Created attachment 1421324 [details] working_inventory
Created attachment 1421325 [details] non-working inventory
Scott, you have correctly identified the anomaly. I attach an example of a working inventory and a non-working inventory.
Thank you for the example inventories. I am unable to track down the issue with the information provided so far. Please attach a log file with -vvv output. Please also attach yaml dump of the effected inventory using: $ ansible-inventory -i hosts --list --yaml
We have exactly the same behavior with the ansible installer 3.9.27 and 3.9.30. All region labels get lost during the installation (when glusterfs is deployed), only region=storage survives. All other node labels survive the installation. Our current workaround is to change the node labels and selectors to something different, e.g type=master, type=infra, etc...
We ran the following command against a customer's setup where we believe this bug may be manifesting itself: ansible-inventory -i [inventory file] --list --yaml The resulting YAML file shows the correct openshift_node_labels across the masters, infra, and workers. Regardless of what Ansible is receiving from the inventory, installing with two Gluster clusters (one for apps and one for logging, metrics, and registry) results in all nodes being labeled as region=infra. We plan to test and see if the behavior is repeatable without the Gluster installation playbooks being run. We are also looking in the 3.9 roles and playbooks where Ansible's oc_label module is used to try and determine where Ansible may be applying the incorrect label.

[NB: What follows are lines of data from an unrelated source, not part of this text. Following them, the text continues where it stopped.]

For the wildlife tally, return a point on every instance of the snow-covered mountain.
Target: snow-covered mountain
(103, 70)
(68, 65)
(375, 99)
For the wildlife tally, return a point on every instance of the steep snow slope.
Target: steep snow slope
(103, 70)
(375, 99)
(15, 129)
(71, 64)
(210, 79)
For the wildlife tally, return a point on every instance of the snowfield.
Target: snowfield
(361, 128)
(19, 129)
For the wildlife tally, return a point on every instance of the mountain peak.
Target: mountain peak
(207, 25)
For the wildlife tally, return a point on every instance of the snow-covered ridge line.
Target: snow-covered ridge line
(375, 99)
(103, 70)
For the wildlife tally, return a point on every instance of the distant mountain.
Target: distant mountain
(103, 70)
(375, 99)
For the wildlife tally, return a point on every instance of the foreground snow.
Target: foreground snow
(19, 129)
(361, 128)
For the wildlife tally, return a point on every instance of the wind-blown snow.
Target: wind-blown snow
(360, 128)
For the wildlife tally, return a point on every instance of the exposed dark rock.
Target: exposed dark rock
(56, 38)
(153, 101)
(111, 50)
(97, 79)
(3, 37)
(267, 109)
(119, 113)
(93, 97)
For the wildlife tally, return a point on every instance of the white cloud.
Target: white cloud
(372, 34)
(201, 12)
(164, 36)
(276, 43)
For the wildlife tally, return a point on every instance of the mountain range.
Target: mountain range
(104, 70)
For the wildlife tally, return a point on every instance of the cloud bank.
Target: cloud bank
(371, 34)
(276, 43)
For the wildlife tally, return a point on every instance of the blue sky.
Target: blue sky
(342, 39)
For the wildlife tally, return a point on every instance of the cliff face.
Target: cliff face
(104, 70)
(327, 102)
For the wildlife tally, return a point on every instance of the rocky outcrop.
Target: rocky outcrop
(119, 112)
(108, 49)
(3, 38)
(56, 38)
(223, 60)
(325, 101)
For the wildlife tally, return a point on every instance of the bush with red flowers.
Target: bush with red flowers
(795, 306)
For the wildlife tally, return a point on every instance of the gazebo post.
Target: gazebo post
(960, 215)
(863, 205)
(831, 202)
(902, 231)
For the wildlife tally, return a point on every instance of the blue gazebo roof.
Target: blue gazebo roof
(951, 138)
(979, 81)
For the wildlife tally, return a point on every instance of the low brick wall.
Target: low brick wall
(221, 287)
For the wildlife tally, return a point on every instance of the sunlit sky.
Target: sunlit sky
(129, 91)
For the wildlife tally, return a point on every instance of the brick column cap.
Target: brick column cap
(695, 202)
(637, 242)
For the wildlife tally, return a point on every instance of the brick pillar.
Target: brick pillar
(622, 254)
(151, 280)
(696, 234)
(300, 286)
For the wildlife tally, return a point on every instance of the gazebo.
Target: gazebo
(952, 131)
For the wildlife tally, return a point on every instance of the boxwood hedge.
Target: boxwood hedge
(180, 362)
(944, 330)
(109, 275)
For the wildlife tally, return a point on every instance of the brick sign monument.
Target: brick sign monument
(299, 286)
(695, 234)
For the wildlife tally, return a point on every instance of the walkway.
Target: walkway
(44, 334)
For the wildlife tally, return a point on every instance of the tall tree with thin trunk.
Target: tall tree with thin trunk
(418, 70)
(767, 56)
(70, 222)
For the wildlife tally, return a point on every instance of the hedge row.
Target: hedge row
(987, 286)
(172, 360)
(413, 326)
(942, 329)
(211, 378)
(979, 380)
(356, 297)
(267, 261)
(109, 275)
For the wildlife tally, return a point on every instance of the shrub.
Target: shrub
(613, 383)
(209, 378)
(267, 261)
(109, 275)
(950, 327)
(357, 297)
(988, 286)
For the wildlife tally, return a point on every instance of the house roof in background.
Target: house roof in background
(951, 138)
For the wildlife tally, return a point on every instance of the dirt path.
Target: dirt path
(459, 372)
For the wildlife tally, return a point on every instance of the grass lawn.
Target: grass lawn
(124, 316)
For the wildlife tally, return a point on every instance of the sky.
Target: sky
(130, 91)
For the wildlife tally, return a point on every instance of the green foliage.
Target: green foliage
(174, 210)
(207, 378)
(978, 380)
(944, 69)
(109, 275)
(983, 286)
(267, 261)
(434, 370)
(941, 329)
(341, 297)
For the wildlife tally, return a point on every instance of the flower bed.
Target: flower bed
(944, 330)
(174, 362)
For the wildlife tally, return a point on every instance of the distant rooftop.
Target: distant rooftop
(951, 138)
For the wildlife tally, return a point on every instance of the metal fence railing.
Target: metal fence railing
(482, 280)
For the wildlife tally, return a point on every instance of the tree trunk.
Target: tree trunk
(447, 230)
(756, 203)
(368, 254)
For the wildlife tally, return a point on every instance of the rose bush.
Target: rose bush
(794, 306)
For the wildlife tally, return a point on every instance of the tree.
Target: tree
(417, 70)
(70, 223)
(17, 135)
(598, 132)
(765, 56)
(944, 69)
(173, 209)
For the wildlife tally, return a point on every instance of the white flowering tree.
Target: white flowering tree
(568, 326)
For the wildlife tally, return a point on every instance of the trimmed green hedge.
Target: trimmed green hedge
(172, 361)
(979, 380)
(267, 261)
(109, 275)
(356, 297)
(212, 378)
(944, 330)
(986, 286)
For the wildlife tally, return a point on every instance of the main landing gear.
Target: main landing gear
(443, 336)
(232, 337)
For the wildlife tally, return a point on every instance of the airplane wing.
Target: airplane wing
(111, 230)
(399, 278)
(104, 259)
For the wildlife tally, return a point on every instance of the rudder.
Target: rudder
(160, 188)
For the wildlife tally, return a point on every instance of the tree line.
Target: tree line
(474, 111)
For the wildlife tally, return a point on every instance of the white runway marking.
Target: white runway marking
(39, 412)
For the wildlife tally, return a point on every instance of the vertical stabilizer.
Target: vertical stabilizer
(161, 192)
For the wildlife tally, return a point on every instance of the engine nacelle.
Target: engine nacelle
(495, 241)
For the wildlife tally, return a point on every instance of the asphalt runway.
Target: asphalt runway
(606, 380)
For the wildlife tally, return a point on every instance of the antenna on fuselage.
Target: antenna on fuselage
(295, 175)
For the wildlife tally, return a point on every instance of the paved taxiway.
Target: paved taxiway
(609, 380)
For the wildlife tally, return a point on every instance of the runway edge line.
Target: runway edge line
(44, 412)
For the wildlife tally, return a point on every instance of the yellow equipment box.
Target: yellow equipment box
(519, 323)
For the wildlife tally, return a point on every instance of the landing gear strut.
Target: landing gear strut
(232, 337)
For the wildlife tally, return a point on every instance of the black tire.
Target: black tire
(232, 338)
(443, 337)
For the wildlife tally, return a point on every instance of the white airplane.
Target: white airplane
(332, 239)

There problem here is that you're using "region" as your node-selector label for CNS. Each node can only have one label of a given name, so any node that is designated for GlusterFS will have its region label value changed to "cns". An easier solution would be to change the node selector to something like "storage=glusterfs".
The problem described above is a result of the combination of several inventory variables. openshift_storage_glusterfs_nodeselector: "region=cns" openshift_storage_glusterfs_wipe: true By specifying the node selector with the key 'region' as well as setting openshift_storage_glusterfs_wipe=True, a task [1] during install will remove all labels from all hosts with the 'key' defined in the node selector. Thus, all 'region' labels are removed from all hosts, and then only the label region=cns is added. To resolve this issue, specify a custom node selector that does not use 'region' as the key, or do not specify any openshift_storage_glusterfs_nodeselector in the inventory which would allow the default node selector of 'glusterfs=storage-host' [2]. This issue does not exist in release-3.10 as the 'Unlabel' task does not exist due to code refactoring for additional improvements in the openshift_storage_glusterfs role. Please report if the above recommendations will resolve this issue. [1] https://github.com/openshift/openshift-ansible/blob/release-3.9/roles/openshift_storage_glusterfs/tasks/glusterfs_deploy.yml#L19-L26 [2] https://github.com/openshift/openshift-ansible/blob/release-3.9/roles/openshift_storage_glusterfs/README.md#role-variables
This is believed to be a misconfiguration. Please see the suggestion in Comment 11.